Wie ich am Ende ins Zelt kam, daran konnte ich mich nicht mehr erinnern, aber ein herrlicher Kaffeeduft weckte mich am nächsten Morgen und ich kroch aus dem Zelt. Mit fadem Alkoholgeschmack im Mund suchte ich mir eine Mineralwasserflasche. Ich hoffte, dass Parker daran gedacht hatte. Wurde aber auch bald fündig, trank die fast eineinhalb Liter Flasche leer und zog mich dann an.
»Na, auch schon wieder wach?« Ich nickte leicht benebelt. Die Natur rief und ich ging in den Wald, dort erleichterte ich mich nicht nur, sondern kotzte mir die Seele aus dem Leib.
»Hey, kotz' mal etwas leiser, du verscheuchst mir die Fische!«
»Ach halt doch die Klappe, du alter Sack!«
»Das hab ich gehört, du Geizhals. Hast mir nicht einmal den letzten Schluck vom Jackie übrig gelassen.« Schon allein die Erwähnung dieses Getränk ließ mich wieder würgen.

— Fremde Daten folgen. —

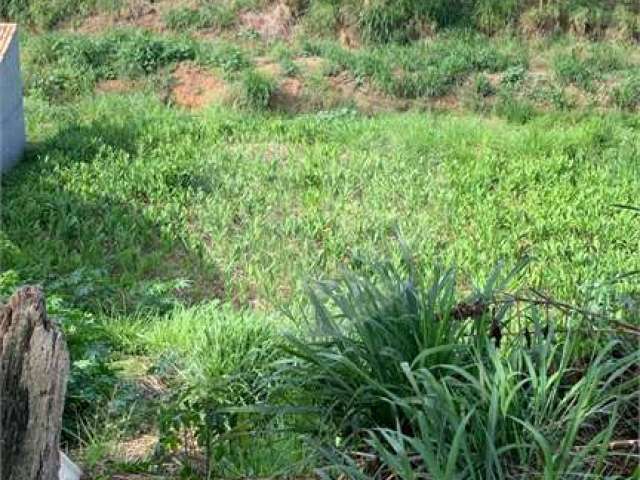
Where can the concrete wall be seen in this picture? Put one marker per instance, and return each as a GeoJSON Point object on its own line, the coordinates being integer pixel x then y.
{"type": "Point", "coordinates": [12, 133]}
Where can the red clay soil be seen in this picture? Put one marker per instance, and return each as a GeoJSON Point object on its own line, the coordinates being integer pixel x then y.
{"type": "Point", "coordinates": [195, 87]}
{"type": "Point", "coordinates": [275, 22]}
{"type": "Point", "coordinates": [144, 14]}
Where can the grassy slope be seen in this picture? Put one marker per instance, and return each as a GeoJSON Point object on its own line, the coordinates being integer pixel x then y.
{"type": "Point", "coordinates": [126, 206]}
{"type": "Point", "coordinates": [246, 206]}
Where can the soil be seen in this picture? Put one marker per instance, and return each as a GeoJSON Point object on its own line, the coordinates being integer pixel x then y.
{"type": "Point", "coordinates": [145, 14]}
{"type": "Point", "coordinates": [195, 87]}
{"type": "Point", "coordinates": [276, 22]}
{"type": "Point", "coordinates": [114, 86]}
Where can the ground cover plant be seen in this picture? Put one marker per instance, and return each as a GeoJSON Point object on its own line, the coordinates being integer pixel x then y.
{"type": "Point", "coordinates": [270, 231]}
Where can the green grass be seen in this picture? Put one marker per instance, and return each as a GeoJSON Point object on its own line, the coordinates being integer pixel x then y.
{"type": "Point", "coordinates": [140, 203]}
{"type": "Point", "coordinates": [169, 241]}
{"type": "Point", "coordinates": [424, 69]}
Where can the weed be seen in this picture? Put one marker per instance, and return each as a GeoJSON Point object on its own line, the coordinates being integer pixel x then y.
{"type": "Point", "coordinates": [571, 68]}
{"type": "Point", "coordinates": [513, 108]}
{"type": "Point", "coordinates": [483, 86]}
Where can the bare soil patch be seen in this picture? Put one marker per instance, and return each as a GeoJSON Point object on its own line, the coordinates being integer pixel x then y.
{"type": "Point", "coordinates": [115, 86]}
{"type": "Point", "coordinates": [195, 87]}
{"type": "Point", "coordinates": [275, 22]}
{"type": "Point", "coordinates": [145, 14]}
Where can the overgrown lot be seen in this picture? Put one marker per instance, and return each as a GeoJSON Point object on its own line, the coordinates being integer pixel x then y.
{"type": "Point", "coordinates": [364, 240]}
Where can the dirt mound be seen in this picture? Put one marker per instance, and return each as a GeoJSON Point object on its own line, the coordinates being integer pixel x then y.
{"type": "Point", "coordinates": [195, 87]}
{"type": "Point", "coordinates": [275, 22]}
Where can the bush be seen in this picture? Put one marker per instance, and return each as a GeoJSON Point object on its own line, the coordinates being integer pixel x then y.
{"type": "Point", "coordinates": [369, 331]}
{"type": "Point", "coordinates": [513, 108]}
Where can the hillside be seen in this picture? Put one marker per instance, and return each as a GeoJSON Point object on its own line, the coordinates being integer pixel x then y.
{"type": "Point", "coordinates": [279, 235]}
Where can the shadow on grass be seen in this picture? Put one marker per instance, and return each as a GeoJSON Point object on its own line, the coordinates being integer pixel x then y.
{"type": "Point", "coordinates": [101, 251]}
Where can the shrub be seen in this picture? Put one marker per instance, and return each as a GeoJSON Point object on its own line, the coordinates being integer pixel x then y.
{"type": "Point", "coordinates": [257, 90]}
{"type": "Point", "coordinates": [571, 68]}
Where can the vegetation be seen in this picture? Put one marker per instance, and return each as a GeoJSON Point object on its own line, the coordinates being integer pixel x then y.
{"type": "Point", "coordinates": [209, 189]}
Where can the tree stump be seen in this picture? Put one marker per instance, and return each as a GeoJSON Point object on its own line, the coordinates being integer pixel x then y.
{"type": "Point", "coordinates": [34, 367]}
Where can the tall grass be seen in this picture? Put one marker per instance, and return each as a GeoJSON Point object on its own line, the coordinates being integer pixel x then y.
{"type": "Point", "coordinates": [439, 389]}
{"type": "Point", "coordinates": [368, 330]}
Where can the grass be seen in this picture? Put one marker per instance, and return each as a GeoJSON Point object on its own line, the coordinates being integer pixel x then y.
{"type": "Point", "coordinates": [199, 222]}
{"type": "Point", "coordinates": [171, 242]}
{"type": "Point", "coordinates": [471, 400]}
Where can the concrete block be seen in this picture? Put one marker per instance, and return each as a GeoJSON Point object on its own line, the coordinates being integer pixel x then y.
{"type": "Point", "coordinates": [12, 131]}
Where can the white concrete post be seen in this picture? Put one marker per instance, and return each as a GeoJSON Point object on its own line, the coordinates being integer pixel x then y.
{"type": "Point", "coordinates": [12, 133]}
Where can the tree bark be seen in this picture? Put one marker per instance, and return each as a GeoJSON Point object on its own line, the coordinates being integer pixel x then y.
{"type": "Point", "coordinates": [34, 366]}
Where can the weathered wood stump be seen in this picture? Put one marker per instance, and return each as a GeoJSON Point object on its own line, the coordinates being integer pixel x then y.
{"type": "Point", "coordinates": [34, 366]}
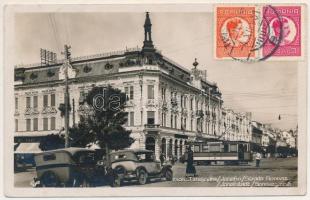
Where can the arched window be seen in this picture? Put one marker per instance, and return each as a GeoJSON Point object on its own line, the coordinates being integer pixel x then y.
{"type": "Point", "coordinates": [163, 146]}
{"type": "Point", "coordinates": [150, 144]}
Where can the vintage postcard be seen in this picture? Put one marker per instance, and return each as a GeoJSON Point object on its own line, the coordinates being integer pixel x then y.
{"type": "Point", "coordinates": [160, 99]}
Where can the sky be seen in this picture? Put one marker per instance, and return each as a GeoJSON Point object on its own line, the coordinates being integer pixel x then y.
{"type": "Point", "coordinates": [267, 89]}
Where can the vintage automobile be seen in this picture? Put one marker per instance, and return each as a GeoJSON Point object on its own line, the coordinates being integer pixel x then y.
{"type": "Point", "coordinates": [137, 164]}
{"type": "Point", "coordinates": [68, 167]}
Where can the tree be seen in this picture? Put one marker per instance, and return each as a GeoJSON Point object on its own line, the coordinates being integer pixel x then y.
{"type": "Point", "coordinates": [52, 141]}
{"type": "Point", "coordinates": [81, 135]}
{"type": "Point", "coordinates": [107, 119]}
{"type": "Point", "coordinates": [270, 149]}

»Gescheit so, du hast es nicht anders verdient!«
»Leck mich doch!«
»Nö, dafür hast du deinen Sascha.« Scheiße dachte ich, nun war es so weit. Nun brauchte ich ein dickes Fell und hinterher einen Psychiater, wenn Parker mit seiner Spitzfindigkeit bei mir fertig war. Aber genau das war es, was ich wollte.
»Ach und ich hoffe, dass deine Lunge brennt, du hast mir auch noch die Zigaretten weggeraucht!« Was, ich hatte geraucht? Ich drehte mich zu ihm um und ging langsam, weil meine Motorik noch nicht richtig erwacht war, zurück ins Lager.
»Guck mich net so an, du kaufst mir Neue!« Er schmiss mir eine Packung Aspirin zu, die ich nur mit knapper Mühe auffing. »Gott ey, du siehst scheiße aus! Willst eine guten Morgen Schnappi haben?« Er hielt mir die Zigarettenschachtel hin. Ich schaute ihn nur böse an und er grinste.
»Lass das!«, murrte ich und setzte mich an den Campingtisch. Schenkte mir den frisch aufgebrühten Kaffee ein und gönnte mir einen Schluck. Der Kaffee war köstlich, der holte die Lebensgeister zurück. Schluckte eine Tablette Aspirin und schloss für einen kurzen Moment die Augen. Meine Fresse war mir schwindlig.
»Nimm gleich noch eine, du siehst aus, als ob du die noch brauchst.«
»Ich weiß, aber lass doch erst einmal die Eine wirken.«
»Tja, ich habe mich nicht sinnlos besoffen, wegen etwas Liebeskummer. - Ach ja, die Firma hat angerufen, irgendetwas wegen der Finanzen. Tom nuschelt immer so leise …«
»Tom?! Der hat von mir Urlaub bis Montag bekommen. Ich glaube, ich werde ihm wirklich noch eine Wohnung im Bürogebäude einrichten lassen.«
»Das würdest du machen!«, bestätigte er.
»Ach ja? Ich dachte, ich bin nur ein Geizhals und beute meine Arbeiter aus.«
»Machst du ja auch. Ganz besonders, wenn ein Abgabetermin näher rückt, dann bist du wirklich nicht mehr zu ertragen.«
»Pass auf, nicht dass du von dir redest, du hast nicht umsonst deinen Spitznamen, alter nörgelnder Knacker, innerhalb der Firma weg.« So ging es noch eine Zeit lang, doch ich musste mir eingestehen, es half mir. Parker hatte einfach das Gespür mich wieder normal denken zu lassen.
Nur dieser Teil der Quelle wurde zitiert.